Da questa sommaria ricostruzione di quegli eventi (che speriamo qualcuno vorrà integrare anche con considerazioni agronomiche fuori dalla nostra portata), crediamo si possano trarre alcune lezioni che potrebbero tornare utili ancora oggi.

Darsi quelle norme aveva allora la funzione di affermare una chiara identità per distinguersi da pratiche opportunistiche che potevano confondere il pubblico. Oggi, che l’attuale forma di certificazione del biologico consente anche l’industrializzazione dei processi di produzione e di vendita, riemerge in forme nuove e più avanzate il problema di come distinguersi dalla produzione, in questo caso bio, di massa. Come allora, ci sono diverse esperienze che cercano nuove strade e che però stentano a trovare un denominatore comune.
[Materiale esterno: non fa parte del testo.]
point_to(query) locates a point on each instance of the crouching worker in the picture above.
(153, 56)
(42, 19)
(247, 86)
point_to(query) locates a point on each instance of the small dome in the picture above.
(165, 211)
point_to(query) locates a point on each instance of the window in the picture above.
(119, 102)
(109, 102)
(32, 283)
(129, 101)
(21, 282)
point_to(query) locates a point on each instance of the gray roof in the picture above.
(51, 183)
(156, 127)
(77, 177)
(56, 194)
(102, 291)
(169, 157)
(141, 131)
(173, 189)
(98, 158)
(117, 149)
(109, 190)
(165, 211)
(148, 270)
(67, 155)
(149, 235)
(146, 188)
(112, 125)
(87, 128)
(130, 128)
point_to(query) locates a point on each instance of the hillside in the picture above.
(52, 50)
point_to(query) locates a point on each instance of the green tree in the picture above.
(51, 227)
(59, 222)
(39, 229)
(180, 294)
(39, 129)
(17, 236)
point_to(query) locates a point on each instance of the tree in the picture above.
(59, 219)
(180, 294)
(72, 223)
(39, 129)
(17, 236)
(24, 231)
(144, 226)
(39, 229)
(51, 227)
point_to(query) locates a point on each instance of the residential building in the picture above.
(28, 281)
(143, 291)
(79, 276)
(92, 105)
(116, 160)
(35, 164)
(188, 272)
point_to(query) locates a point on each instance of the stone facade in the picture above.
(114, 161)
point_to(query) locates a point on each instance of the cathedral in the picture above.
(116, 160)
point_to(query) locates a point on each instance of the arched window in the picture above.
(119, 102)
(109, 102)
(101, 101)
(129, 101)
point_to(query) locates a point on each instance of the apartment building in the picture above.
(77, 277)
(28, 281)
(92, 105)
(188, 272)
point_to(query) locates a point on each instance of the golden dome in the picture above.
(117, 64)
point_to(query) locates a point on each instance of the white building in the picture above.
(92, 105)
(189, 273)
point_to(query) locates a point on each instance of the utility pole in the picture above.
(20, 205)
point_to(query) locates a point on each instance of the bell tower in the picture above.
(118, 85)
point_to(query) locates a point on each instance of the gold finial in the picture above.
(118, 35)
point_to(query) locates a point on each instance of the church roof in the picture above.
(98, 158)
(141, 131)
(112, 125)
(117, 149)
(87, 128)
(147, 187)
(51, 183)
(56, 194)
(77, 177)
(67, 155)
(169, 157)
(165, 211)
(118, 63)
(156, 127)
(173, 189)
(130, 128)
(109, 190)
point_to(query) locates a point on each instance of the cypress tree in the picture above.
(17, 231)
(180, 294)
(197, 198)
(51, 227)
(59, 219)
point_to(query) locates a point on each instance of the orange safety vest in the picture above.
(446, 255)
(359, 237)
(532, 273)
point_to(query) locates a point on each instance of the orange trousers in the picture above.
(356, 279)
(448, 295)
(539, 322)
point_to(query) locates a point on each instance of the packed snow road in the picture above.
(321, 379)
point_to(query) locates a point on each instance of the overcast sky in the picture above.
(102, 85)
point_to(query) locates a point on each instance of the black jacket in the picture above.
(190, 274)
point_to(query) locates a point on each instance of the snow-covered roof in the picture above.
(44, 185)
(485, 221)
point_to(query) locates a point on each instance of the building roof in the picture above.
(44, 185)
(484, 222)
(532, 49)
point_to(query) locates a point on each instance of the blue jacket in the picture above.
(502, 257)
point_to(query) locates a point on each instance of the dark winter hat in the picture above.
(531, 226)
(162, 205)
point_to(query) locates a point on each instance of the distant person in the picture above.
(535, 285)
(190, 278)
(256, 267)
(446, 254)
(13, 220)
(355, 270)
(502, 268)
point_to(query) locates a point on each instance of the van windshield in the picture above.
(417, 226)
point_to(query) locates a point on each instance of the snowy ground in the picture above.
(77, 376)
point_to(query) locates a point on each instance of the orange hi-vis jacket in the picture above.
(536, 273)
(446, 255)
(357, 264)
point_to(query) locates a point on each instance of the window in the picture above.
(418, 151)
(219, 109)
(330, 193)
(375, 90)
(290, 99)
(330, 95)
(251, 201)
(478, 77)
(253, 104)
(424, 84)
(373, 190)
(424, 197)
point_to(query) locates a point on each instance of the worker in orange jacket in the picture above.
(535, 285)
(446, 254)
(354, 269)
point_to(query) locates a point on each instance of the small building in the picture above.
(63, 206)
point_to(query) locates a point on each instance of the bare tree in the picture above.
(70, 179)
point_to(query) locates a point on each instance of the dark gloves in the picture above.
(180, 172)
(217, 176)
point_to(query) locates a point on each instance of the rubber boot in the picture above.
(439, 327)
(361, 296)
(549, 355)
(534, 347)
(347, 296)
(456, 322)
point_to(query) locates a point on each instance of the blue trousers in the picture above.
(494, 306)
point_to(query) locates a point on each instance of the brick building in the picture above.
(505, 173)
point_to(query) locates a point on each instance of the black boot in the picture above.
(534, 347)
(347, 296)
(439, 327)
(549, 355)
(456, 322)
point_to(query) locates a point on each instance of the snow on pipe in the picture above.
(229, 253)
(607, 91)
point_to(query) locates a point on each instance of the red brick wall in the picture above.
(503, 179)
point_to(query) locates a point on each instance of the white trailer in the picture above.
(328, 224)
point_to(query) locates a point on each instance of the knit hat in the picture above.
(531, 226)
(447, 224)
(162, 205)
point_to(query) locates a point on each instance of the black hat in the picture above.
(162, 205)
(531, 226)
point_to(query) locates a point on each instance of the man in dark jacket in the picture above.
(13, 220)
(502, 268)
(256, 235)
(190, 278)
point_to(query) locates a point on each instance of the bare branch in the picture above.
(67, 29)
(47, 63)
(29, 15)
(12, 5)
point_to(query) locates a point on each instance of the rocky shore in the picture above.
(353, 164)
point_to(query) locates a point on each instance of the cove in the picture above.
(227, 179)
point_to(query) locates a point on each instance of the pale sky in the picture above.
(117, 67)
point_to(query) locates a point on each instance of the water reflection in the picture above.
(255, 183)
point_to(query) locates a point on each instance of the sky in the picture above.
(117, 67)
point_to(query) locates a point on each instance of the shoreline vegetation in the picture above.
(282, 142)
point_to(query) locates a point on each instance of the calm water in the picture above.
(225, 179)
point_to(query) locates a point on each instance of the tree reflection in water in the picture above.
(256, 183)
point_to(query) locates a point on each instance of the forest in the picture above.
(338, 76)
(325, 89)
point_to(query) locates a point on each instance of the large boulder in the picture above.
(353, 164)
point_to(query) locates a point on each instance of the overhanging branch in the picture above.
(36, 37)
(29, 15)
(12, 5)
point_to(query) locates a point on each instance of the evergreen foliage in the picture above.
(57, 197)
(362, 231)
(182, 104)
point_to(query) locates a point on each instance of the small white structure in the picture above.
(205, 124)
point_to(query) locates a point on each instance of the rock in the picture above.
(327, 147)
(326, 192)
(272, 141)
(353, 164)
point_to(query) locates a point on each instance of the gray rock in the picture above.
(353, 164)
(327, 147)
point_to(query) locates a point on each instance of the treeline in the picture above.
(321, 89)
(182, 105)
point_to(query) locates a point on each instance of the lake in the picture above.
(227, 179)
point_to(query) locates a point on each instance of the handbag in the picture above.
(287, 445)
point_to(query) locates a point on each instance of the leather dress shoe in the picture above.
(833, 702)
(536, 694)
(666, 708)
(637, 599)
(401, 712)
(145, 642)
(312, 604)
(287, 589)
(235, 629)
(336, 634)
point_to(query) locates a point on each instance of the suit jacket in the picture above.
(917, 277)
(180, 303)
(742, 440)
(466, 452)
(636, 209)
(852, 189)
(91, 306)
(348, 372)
Dalle testimonianze qui richiamate emerge come vi fossero forti disomogeneità all’interno dell’agricoltura alternativa di quegli anni, eppure i soggetti coinvolti riuscirono in larga parte a convergere verso delle posizioni comuni e a organizzarsi pochi anni dopo come AIAB. Certamente il merito fu in parte di AamTN che fece da centro di aggregazione e di stimolo. Sicuramente una motivazione non irrilevante dovette avere la necessità di evidenziare le specificità delle proprie produzioni e tutelarle da raggiri e sequestri, ma, come ricorda Armando Mariano, quello che li univa era:L’ideale di un’agricoltura che fosse pulita, che producesse prodotti sani e remunerasse giustamente gli agricoltori, che facesse star bene la gente. Questi erano gli ideali che si portavano avanti“ ( A.Mariano, ibidem).

Oggi, di fronte allo sviluppo del biologico come business, si pone nuovamente il problema di quali motivazioni possano meglio caratterizzare e sostenere l’impegno per un’agricoltura eticamente e socialmente responsabile.

Il biologico, nato in contrapposizione alla industrializzazione dell’agricoltura, allora esaltata come “rivoluzione verde”, ha fin dalle sue origini manifestato forti sospetti nei confronti degli sviluppi delle scienze applicate all’agricoltura. Ne è derivato un recupero e un affinamento di saperi e tecniche tradizionali che finalmente vengono rivalutate.  Tuttavia, oggi che le innovazioni nel campo della biologia e dell’informatica vengono nuovamente presentate come la soluzione di tutti i problemi dell’agricoltura, c’è da chiedersi se per opporsi al fondamentalismo scientista sia sufficiente limitarsi a difendere il patrimonio acquisito.

Giuseppe Canale

Post Scriptum:
Questo scritto utilizza alcune delle numerose interviste che ho condotto insieme a Massimo Ceriani nel corso degli ultimi anni. Colgo l’occasione per ringraziare tutti i testimoni qui citati e precisare che qualunque errore o fraintendimento nel trascrivere le loro parole è di mia esclusiva responsabilità.